Keunikan kehidupan beragama nampak berbaur pada saat perayaan hari suci Hindu, karena semua etnis Tionghoa yang tinggal di Banjar Lampu juga merayakan semua perayaan suci Hindu, seperti : Saraswati, Pagerwesi, Galungan, Kuningan, Nyepi, Sivaratri, Purnama Tilem, Kajeng Kliwon, Tumpek, Anggarakasih, Buda Kliwon, dan hari suci lainnya, mengikuti perayaan suci Hindu yang dilakukan oleh krama Hindu asli dari Desa Catur. Dalam perkawinan, secara turun-temurun etnis Tionghoa melakukan perkawinan dengan krama asli Hindu di Desa Catur, begitu sebaliknya yang dilakukan dengan cara mesakapan. Dalam pelaksanaan upacara kematian juga dilakukan dengan cara upacara ngaben, hanya saja tidak menggunakan jempana atau bade, cukup dengan sarana rumah-rumahan untuk membawa mayat ke kuburan secara khusus bagi etnis Tionghoa, yang terpisah dengan setra bagi krama Hindu asli. Uniknya bahwa di kuburan etnis Tionghoa itu juga ada pelinggih Prajapati dan saat upacara kematian dipimpin oleh pemangku setempat.

BARONGSAI DITUNGGU-TUNGU 

Pertunjukkan barong sai di tunggu oleh masyarat. Ciri khas Imlek adalah adanya barang sai, barongsai.  Hal ini juga terjadi di Desa lampu yang saya kunjungi. Tahun Baru Imlek 2025 akan jatuh pada 29 Januari, yang menandakan pergantian dari Tahun Naga Kayu 2024 ke Tahun Ular Kayu. Tahun Ular Kayu ini akan berlangsung hingga Minggu, 16 Februari 2026. Perayaan Imlek sering kali dihiasi dengan lampion merah terang yang menghiasi berbagai tempat. Selain lampion, dekorasi merah cerah lainnya juga akan terlihat di jalan-jalan dan area publik.

Barongsai (dokpri)
Barongsai (dokpri)

Barongsai merupakan pertunjukan tradisional yang berasal dari Tiongkok, biasanya dipertunjukkan saat perayaan Tahun Baru Imlek atau dalam berbagai acara tertentu untuk mendatangkan keberuntungan dan mengusir roh-roh jahat. Dalam pertunjukan ini, dua orang mengenakan kostum yang menyerupai kepala singa atau naga besar, dengan salah satu menjadi kepala dan yang lainnya bertugas sebagai badan.

Kongco Keluarga(dokpri) 
Kongco Keluarga(dokpri) 

Gerakan-gerakan yang energik dan dinamis merupakan ciri khas dari barongsai, yang biasanya disertai dengan musik gendang, simbal, dan tambur. Barongsai melambangkan keberanian, kekuatan, dan perlindungan. Di Indonesia, barongsai sangat populer di kalangan komunitas Tionghoa dan sering dipertunjukkan dalam berbagai acara budaya.

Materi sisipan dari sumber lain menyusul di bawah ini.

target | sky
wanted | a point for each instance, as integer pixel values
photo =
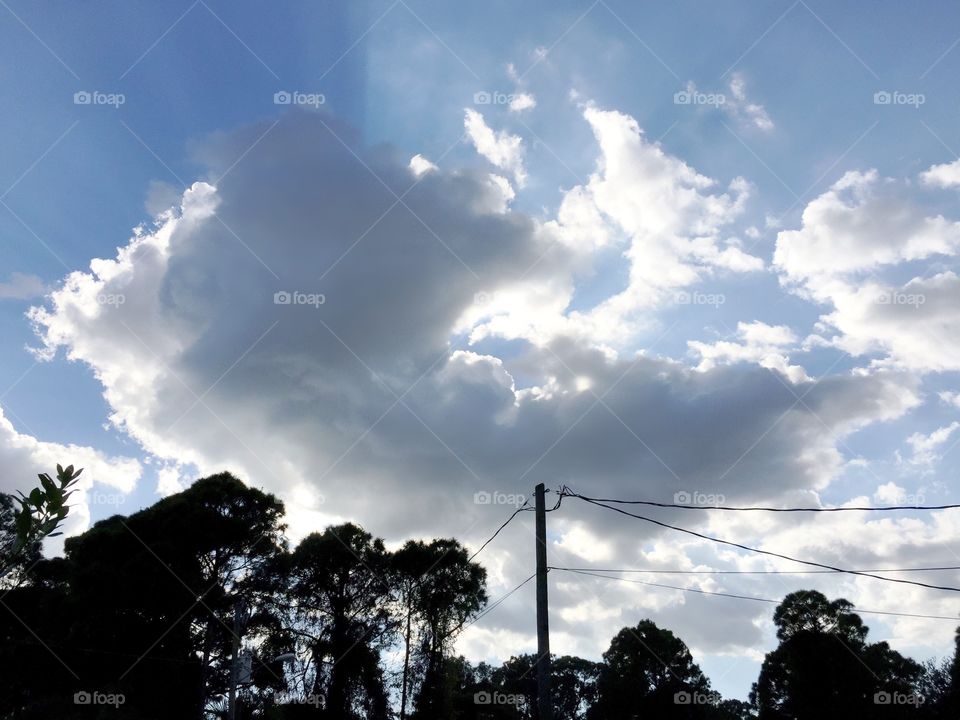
(398, 262)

Imlek biasanya dirayakan dengan makan malam bersama keluarga besar. Selain itu, ada tradisi menyalakan petasan dan memberikan angpao. Tak ketinggalan, pertunjukan tarian barongsai yang ikonik selalu menjadi daya tarik utama bagi masyarakat. Barongsai adalah singa. Fakta ini semakin diperkuat dengan gerakan maupun kostum singa yang dipakai para penarinya. Jadi, barongsai bukan naga, tetapi singa.

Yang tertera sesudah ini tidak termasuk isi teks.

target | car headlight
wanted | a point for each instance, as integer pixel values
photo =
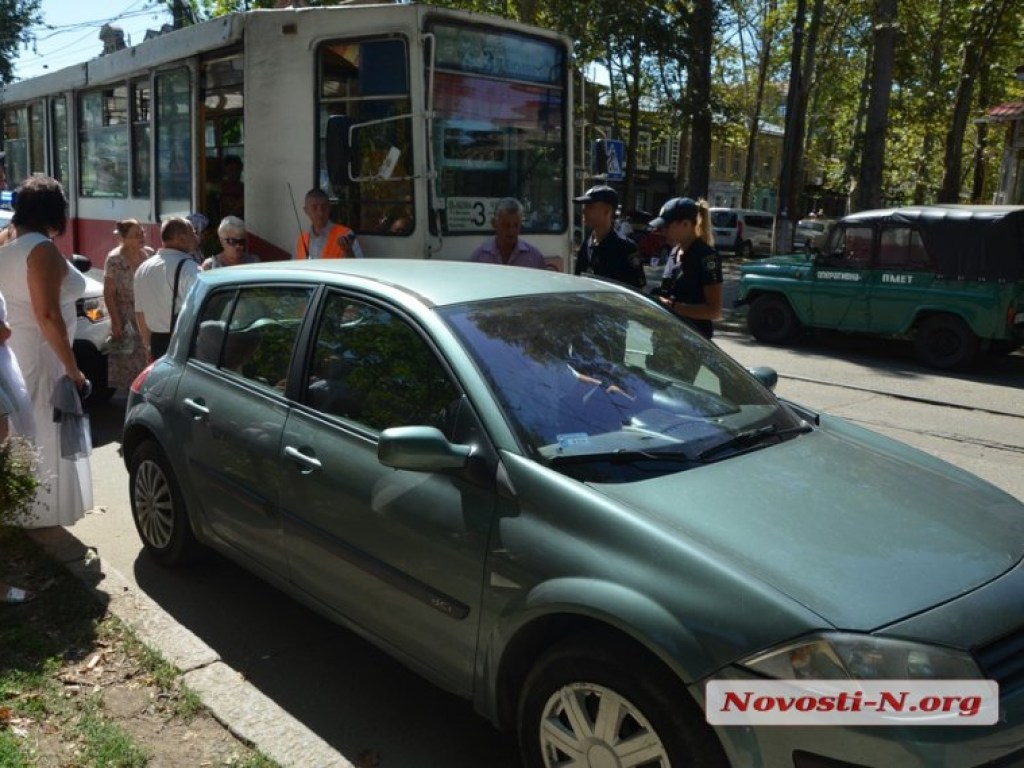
(838, 655)
(94, 309)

TATA UPACARA IMLEK DI DESA CATUR 

Upacara Imlek atau Tahun Baru Cina biasanya memiliki urutan yang kaya dengan tradisi dan budaya yang diwariskan turun-temurun, tajk terkecuali di komunitas etnis Thiongoa di Desa catur  Meskipun setiap daerah atau keluarga mungkin memiliki cara yang sedikit berbeda, berikut adalah urutan umum upacara Imlek:

  1. Persiapan Sebelum Imlek:
    • Bersih-bersih rumah: Menyapu dan membersihkan rumah sebelum Imlek dipercaya untuk menghilangkan nasib buruk dan membuka jalan bagi keberuntungan.
    • Memasang dekorasi Imlek: Biasanya, rumah dihias dengan ornamen merah seperti lampion, kertas merah, dan simbol keberuntungan.
    • Menyiapkan hidangan: Banyak keluarga yang menyiapkan makanan khas Imlek, seperti kue keranjang, jeruk mandalika, dan hidangan lainnya yang dipercaya membawa keberuntungan.
  2. Malam Tahun Baru Imlek (Reunion Dinner):
    • Keluarga besar berkumpul untuk makan malam bersama pada malam sebelum Imlek. Makan malam ini dikenal sebagai "reunion dinner" dan merupakan momen penting untuk mempererat hubungan keluarga.
    • Hidangan yang disajikan melambangkan berbagai aspek keberuntungan, seperti ikan (melambangkan kemakmuran), ayam (keberuntungan), dan kue keranjang (melambangkan keberuntungan yang terus menerus).
  3. Perayaan Hari Imlek:
    • Pemberian Angpao: Angpao adalah amplop merah berisi uang yang diberikan oleh orang yang lebih tua kepada yang lebih muda. Ini melambangkan berkah dan keberuntungan untuk tahun yang baru.
    • Kunjungan ke Kuil: Banyak orang Tionghoa melakukan persembahyangan di kuil untuk memohon keberuntungan dan kesehatan di tahun yang baru.
    • Kunjungan ke Keluarga dan Teman: Di hari pertama Imlek, orang biasanya mengunjungi keluarga dan teman-teman untuk saling memberikan ucapan selamat tahun baru dan berbagi kebahagiaan.
  4. Tradisi dan Pertunjukan Imlek:
    • Tari Barongsai dan Liong: Pertunjukan barongsai (singa) dan liong (naga) sering diadakan untuk mengusir roh jahat dan membawa keberuntungan. Di Desa catur dilakukan pagi hari semua rumah di kunjungi oleh Barongsai ini.
    • Melakukan Persembahyangan di Konco Keluarga, untuk pemujaan leleuhur, ddisi ada persembahaan buah-buahan, banten, dan juga babi Guling (tentu bagi Keluarga yang mampu), setelah itu  setelah dipersembahan lalu, dimakan bersama.
    • Setelah itu di lakukan persembahyangan di Konco yang ada di Pura Puseh,  masing-masing orang mendapat 4 dupa, doa pertama kea rah barat untuk Dewa Langi , kemudian mengarah ke Konco, untuk pemujaan Dwi Kun im, ratu barong dan Dewa bumi.  
  5. Hari Kedua dan Ketiga Imlek:
    • Hari kedua biasanya digunakan untuk mengunjungi keluarga dari pihak istri, dan masih banyak aktivitas perayaan lainnya.
    • Beberapa keluarga juga mengadakan acara syukuran atau ritual lain untuk melanjutkan tradisi.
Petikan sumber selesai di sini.